I'd much rather they leave it like it is and not remove the age or lower the proof. I love GTS and WLW. As many have said, it is likely this is another bubble. I personally wouldn't mind if they raised some prices to help deter the hoarding and the flipping. When the bubble breaks, those of us who love the aged, higher proof bourbon will still be here while many others will move on to the next new phase which I hear is a skinny martini with half gin and half vodka. Cheers
#3-because it's a proven product, why change it? In most cases, the distillary already has a less superior product on the shelf, why add another?
While I agree the three-tier system should be dismantled, which would allow more flexibility, I don't believe it would lower prices. Why wouldn't the brands just grab the extra profit or only drop the price a little when everyone has been paying $30 a bottle, or whatever, forever.
Furthermore, I don't know how you can "level the domestic price competition playing field." The giant liquor producers already own most of what's worth drinking. Price competition will never happen. Do any of the large cell phone service providers charge less than their competition? No, why would they? Everyone company has its major brands, and if you want to drink Bailey's Irish Cream, Campari isn't going to satisfy. And people who want Grey Goose don't want Pinnacle.
Lastly, the largest retailers will always be "cozy" with producers, just like Walmart has the lowest prices, because size and sales volume equals negotiating power. The alternative is state minimum pricing, which doesn't work for other reasons.
Drop the age statement.
A large number of people have have consistently shown that they will hoard when things get scarce even if they never tasted a drop of a particular bottling.
I'd rather have the product available to me than it have an age statement.
Option #3, but I would rather them raise their prices.
3 . Maintain the age and proof > Sell 375ml bottles or even 50 ml samples.

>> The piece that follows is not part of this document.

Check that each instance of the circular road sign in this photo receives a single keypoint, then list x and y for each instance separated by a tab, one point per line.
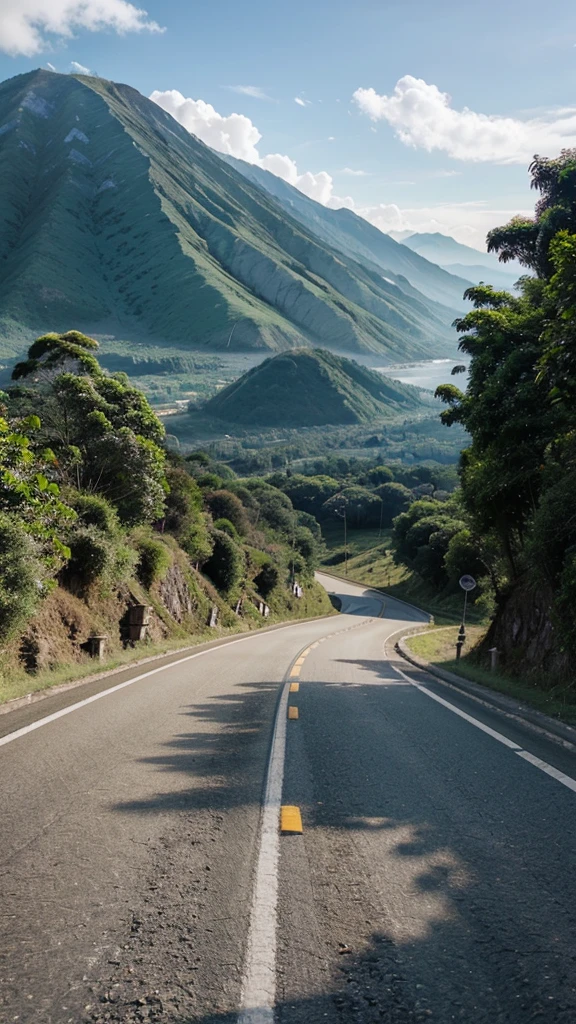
467	583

It doesn't matter what half-measures consumers would rather see, U.S. whiskey exports have grown so profoundly over the last decade, 519% to Brazil alone, that being a mulinational Spirits corporation is like printing money and spending it on winning Powerball tickets everyday. Lucrative exports mean less supply, less supply means higher prices for domestic customers. Our lose-lose is their win-win.
#3 if ABV or age drops then price should drop. Although that's never the case
Never compromise quality, raise the prices if necessary.
I would prefer they drop the age statement, it doesn't have too huge of an impact on taste and is mostly marketing anyways.